Professor Risman has developed a theory of gender as a social structure where gender is not an identity but it is a social structure that has consequences for the individual, for interactional expectations, for cultural logics and the organisation of all social institutions. She argues that gender is embedded in the individual, interactional and macro levels of analysis. Just as every society has a political structure, so too, every society has a gender structure (Risman, 1998, Risman 2004, Risman and Davis, 2013, Risman, Forthcoming).
Professor Risman’s empirical work has always been in articulation with theory development. Her first book, Gender Vertigo (Yale, 1998) illustrated her theoretical argument with studies of gender relations within American families.
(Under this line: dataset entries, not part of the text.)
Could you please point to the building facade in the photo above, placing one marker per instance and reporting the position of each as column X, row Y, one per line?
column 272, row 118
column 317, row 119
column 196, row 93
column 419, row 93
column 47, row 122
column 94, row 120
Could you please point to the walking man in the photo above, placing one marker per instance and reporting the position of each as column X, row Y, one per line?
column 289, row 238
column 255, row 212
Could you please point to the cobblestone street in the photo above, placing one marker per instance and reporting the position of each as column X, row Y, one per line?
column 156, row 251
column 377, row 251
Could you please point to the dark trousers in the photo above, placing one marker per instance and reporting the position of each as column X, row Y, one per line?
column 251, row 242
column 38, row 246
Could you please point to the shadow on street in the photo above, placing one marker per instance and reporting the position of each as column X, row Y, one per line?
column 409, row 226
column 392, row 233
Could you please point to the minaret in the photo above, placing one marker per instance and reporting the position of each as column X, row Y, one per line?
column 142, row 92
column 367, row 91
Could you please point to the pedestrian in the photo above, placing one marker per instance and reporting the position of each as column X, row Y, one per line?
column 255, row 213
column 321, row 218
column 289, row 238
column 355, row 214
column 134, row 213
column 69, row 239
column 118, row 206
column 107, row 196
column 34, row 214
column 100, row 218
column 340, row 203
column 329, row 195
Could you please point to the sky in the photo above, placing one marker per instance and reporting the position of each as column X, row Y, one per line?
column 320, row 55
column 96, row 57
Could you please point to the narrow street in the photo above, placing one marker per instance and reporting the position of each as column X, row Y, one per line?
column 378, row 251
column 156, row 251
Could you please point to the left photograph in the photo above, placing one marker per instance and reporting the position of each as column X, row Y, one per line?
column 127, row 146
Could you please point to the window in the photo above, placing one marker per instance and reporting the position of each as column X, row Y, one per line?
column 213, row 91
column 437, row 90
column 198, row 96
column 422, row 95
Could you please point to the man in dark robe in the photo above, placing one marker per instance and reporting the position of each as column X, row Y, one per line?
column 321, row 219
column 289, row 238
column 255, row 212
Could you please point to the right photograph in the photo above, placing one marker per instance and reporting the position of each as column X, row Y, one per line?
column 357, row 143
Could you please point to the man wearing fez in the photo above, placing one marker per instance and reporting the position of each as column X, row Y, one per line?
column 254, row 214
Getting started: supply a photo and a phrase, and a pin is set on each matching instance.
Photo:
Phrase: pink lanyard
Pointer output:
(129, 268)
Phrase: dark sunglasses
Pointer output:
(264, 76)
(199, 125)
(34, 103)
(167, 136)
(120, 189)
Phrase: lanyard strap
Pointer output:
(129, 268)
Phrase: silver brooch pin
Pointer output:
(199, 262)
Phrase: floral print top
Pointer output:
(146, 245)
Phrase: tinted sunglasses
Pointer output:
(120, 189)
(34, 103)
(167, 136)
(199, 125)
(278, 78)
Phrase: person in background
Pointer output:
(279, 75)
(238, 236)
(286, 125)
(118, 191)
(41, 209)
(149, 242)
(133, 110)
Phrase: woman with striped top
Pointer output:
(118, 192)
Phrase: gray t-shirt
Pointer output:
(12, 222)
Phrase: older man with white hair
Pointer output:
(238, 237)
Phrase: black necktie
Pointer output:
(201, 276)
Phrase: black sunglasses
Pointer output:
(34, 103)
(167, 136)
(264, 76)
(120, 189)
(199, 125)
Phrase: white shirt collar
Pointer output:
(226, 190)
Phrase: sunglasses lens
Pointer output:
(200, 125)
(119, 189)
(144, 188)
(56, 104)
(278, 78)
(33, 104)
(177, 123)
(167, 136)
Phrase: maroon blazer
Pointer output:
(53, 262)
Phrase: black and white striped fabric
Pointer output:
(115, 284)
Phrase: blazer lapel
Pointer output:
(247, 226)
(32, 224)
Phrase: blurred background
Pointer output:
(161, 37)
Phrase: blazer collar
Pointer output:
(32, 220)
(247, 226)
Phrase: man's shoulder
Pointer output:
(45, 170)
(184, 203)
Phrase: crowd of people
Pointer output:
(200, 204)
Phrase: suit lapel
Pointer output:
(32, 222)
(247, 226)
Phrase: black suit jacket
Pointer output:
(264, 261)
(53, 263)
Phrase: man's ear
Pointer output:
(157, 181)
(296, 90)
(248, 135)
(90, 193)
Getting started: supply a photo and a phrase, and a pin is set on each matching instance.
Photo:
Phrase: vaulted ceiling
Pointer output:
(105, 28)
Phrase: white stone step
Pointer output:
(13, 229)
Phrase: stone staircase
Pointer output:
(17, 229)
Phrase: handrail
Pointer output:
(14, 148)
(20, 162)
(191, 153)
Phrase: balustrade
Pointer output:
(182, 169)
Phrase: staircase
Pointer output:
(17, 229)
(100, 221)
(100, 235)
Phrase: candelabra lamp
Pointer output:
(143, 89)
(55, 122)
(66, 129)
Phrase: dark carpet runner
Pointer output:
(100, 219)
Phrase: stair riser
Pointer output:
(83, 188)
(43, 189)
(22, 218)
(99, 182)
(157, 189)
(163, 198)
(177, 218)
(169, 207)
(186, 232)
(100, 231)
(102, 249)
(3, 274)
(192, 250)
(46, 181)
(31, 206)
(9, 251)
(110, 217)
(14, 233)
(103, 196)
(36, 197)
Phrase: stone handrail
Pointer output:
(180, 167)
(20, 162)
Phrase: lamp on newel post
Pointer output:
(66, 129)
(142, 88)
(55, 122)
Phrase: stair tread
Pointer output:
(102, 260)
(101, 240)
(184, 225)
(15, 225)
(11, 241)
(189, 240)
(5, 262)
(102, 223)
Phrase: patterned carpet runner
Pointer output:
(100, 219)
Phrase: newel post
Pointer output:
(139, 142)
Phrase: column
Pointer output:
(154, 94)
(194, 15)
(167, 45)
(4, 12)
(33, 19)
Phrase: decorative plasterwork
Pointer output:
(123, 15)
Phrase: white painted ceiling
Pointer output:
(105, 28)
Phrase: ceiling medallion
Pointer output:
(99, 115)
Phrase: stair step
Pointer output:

She published about gender and families in a variety of journals including Gender & Society, Journal of Marriage and the Family, Annual Review of Sociology, Sex Roles, American Sociological Review, Signs, and Journal of Family Theory.
In her forthcoming book Where The Millennials Will Take Us: A New Generation Transforms the Gender Structure (Oxford University Press, 2017) Professor Risman revises her theoretical framework to explicitly address how cultural meanings can be differentiated from the material dimension at each level of the gender structure. She then illustrates this with qualitative life history data from interviews with more than a hundred adults. She suggests that one innovation new to Millennials is the imagination of an identity between the sex binary. Whether this de-stabilizes the gender structure is an open question. During her Fellowship, Professor Risman will continue her current interdisciplinary project which questions whether the gender structure must be dismantled for equality between the sexes or whether it is possible to remove hierarchy and leave only symbolic sex differentiation.
Other recent work includes a new edition of her textbook, Families As They Really Are (Norton 2015 co-edited with Virginia Rutter), and research on college student’s sexual and romantic practices published in Social Science Research, Sociological Perspectives, Sociological Inquiry and Social Currents (with co-authors Rachel Allison, Tim Adkins, Paula England and Jesse Ford), and an article titled Feminists Wrestle with Testosterone (with Shannon Davis) published in Social Science Research. Professor Risman is a public intellectual whose editorials have appeared in the Chicago Tribune, on CNN.com, and the Huffington Post. She has been widely quoted in the press including in the Economist, LA Times, New York Times, and the Atlantic.
From 1998-2000, Professor Risman was co-editor of Contemporary Sociology. Awards include the 2011 American Sociological Association’s Award for the Public Understanding of Sociology and the 2005 Jocher Belle Boone Award from the Southern Sociological Society for lifetime contributions to the study of gender. Professor Risman is currently President of the Board of Directors of The Council on Contemporary Families, a national non-profit whose mission is to bring new research to public conversation. In 2016 she was President of the Southern Sociological Society and Vice-President of the American Sociological Association.